Most digital integrated circuits today are fabricated using a CMOS process. One of the reasons that CMOS has become prevalent is because it dissipates less power than competing technologies, but now as chip speeds rise, even CMOS chips consume too much power.
Clock gating is a well-known technique in conventional synchronous CMOS circuits.
A clock is a global signal, distributed to all storage elements which are conventionally implemented as D-type flip-flops. In conventional circuits without clock gating, storage elements that do not need to capture new data are either disabled explicitly or a multiplexor is used to feed the current output of the storage element back to the input. These two options are shown in FIG. 1. FIG. 1 also illustrates terminology which will be mentioned here because it is used in the following, a denotes a data input to the D-type flip-flop D-FF, where as b denotes the data output. Input data a is supplied to an input data terminal and the output data b is taken from an output data terminal. An enable signal is supplied to an enable input of the D-type flip-flop, and a clock signal φ is supplied to the clock terminal. The diagram on the right hand side of FIG. 1 shows a multiplexer M receiving the input data a and the output data b and being controlled by the enable signal.
Applying a clock input to a flip-flop that does not change its output is a waste of power, so schemes have been developed that avoid useless clocking. One such scheme is shown in FIG. 2. An AND gate 100 only applies the clock φ when the flip-flop D-FF is enabled, and a transparent TL latch is used to make sure that glitches on the enable wire carrying the enable signal do not cause unintentional clock pulses on the clock input to the flip-flop.
This scheme has been proposed in various academic papers, such as:                Automatic Insertion of Gated Clocks at Register Transfer Level, N. Raghavan, V. Akella and S. Bakshi, Proceedings of the Twelfth International Conference on VLSI Design, 1999, pp 48–54        Symbolic Synthesis of Clock-Gating Logic for Power Optimization of Synchronous Controllers, L, Benini, G. De Micheli, E. Macii, M. Poncino, R. Scarsi, ACM Transactions on Design Automation of Electronic Systems, vol 4 no 4, October 1999        Synthesis of Low-Power Selectively-Clocked Systems from High-Level Specification, L. Benini and G. De Micheli, ACM Transactions on Design Automation of Electronic Systems, vol 5 no 3, July 2000        
Another power saving technique is referred to herein as “guarding”. Logic blocks in CMOS circuits only consume appreciable power when their inputs change. It is possible to reduce the power taken by the whole circuit if the inputs to small portions of the circuit are only permitted to change when the outputs of that small portion are needed. FIG. 3 shows the basic idea.

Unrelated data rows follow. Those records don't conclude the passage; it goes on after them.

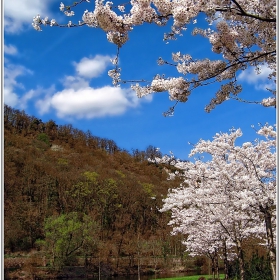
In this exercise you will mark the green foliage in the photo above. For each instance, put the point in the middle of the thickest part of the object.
(66, 235)
(148, 189)
(257, 268)
(44, 137)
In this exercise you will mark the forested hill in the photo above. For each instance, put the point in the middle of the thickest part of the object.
(54, 175)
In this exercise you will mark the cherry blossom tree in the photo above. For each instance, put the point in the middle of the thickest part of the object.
(242, 33)
(233, 193)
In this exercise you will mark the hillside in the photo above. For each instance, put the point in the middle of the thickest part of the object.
(71, 198)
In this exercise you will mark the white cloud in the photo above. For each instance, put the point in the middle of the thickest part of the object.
(11, 72)
(10, 49)
(92, 67)
(89, 102)
(74, 82)
(19, 13)
(259, 80)
(77, 99)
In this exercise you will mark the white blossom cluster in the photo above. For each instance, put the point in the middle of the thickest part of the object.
(229, 198)
(242, 32)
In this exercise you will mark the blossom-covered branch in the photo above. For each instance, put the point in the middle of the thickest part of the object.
(242, 32)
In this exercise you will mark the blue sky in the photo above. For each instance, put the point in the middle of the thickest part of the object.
(61, 74)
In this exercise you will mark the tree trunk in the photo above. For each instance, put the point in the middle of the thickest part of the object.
(241, 260)
(216, 262)
(225, 260)
(270, 240)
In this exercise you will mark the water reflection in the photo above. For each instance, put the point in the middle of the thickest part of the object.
(143, 277)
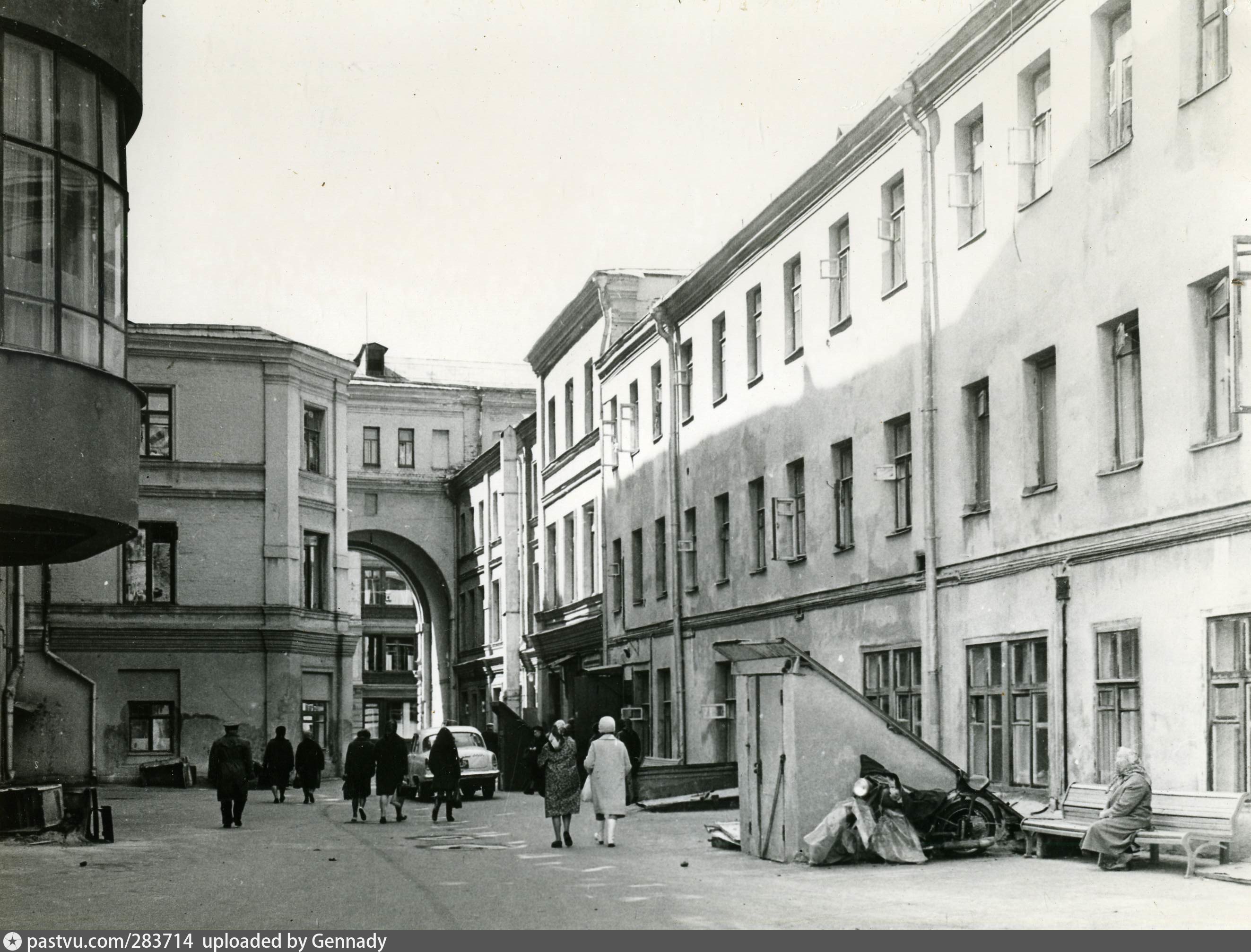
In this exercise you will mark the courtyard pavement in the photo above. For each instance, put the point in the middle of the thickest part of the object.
(295, 866)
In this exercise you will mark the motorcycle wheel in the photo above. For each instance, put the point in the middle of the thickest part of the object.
(967, 820)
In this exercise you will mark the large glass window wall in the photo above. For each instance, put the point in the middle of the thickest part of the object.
(63, 167)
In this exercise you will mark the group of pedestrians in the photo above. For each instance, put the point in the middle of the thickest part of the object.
(608, 763)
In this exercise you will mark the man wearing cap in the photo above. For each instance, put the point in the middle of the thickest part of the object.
(229, 771)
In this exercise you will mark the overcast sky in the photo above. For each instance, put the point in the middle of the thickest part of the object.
(468, 164)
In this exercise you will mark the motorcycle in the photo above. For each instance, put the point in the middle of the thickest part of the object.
(966, 821)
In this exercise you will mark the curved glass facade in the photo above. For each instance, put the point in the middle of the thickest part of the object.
(64, 228)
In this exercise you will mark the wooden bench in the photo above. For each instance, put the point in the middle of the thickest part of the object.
(1191, 820)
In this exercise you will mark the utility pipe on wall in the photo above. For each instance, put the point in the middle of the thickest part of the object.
(905, 97)
(669, 329)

The output of the logic block L may not always be clocked into the flip-flop. If the inputs to the logic change when the output is not required, energy will be needlessly, consumed inside the logic block.
Guarding solves this problem by placed additional guarding logic GL in the form of additional gates between the inputs of the logic block L and the registers (D-flip flops) that supply their output data b to those inputs, as shown on the right of FIG. 3. These additional gates, block any inputs to the logic L that do not produce a useful output! but the inputs are delayed by passing through the additional logic, and this can affect the speed of the circuit. Techniques for low-power design need to avoid slowing down the logic, because speed is almost always important. If speed is not important, it is easier to trade speed for power by simply lowering the supply voltage Vdd.
The additional gates GL inserted for guarding can be either simple gates (AND or OR) or transparent latches, but there advantages and disadvantages associated with each:                AND and OR gates have a small additional delay, and can often be absorbed into the logic block at the technology mapping stage. Unfortunately, they do not block input transitions, but simply force the output to one rail or the other—this can often lead to more input changes than without the guarding logic, which then outweighs the power saving.        Transparent latches block input changes effectively, but they have significant propagation delay, and this is likely to slow down the circuit.        
Guarding using AND gates and OR gates is an established technique. Guarding using transparent latches is mentioned in the following two papers.                Guarded Evaluation: Pushing Power Management to Logic Synthesis/Design, V. Tiwari, S. Malik, P. Ashar, IEEE Transactions on Computer-Aided Design of Integrated Circuits and Systems, Vol 17 iss 10, October 1998        Automating RT-Level Operand Isolation to Minimize Power Consumption in Datapaths, M. Munch, B. Wurth, R. Mehra, J. Sproch, N. When, Proceedings of the Design Automation and Test in Europe conference (DATE 2000), March 2000.        
In the early days of synchronous circuits, two-phase clocking schemes were used [Introduction to VLSI Systems, C. Mead and L. Conway, Addison Wesley 1980]. The storage elements used were transparent latches TL, with alternate latch banks clocked off opposite phases of the clock. A complete cycle of the circuit consists of a rising edge on φ1, a falling edge on φ1, a rising edge on φ2 and then a falling edge on φ2. The two-phase clocking scheme is shown in FIG. 4.
As clock speeds rose, it became more difficult to distribute a pair of high-speed clocks with the correct timing relationships, so single-phase clocking started to dominate. Today, single-phase clocking is universally employed. Single-phase design still uses two latches per stage, as shown in FIG. 5, but the latches are combined into a single storage element, known as a D-type flip-flop. It is to be noted that in the present description φ is used to denote a clock input which provides both phases and which is conventionally referred to in the art as clk.
The D-type is considered to be a single state-holding element comprising two transparent latches, with the state held at the output of the right-hand transparent latch. In a clock-gated chip using D-types, the left-hand latch is only used to stop shoot-through, and there is no useful state held on the internal node of the D-type.
It is an aim of the present invention to allow a circuit using D-type flip-flops to be converted into a circuit using guard-flops without requiring any specialist knowledge on the part of the designer.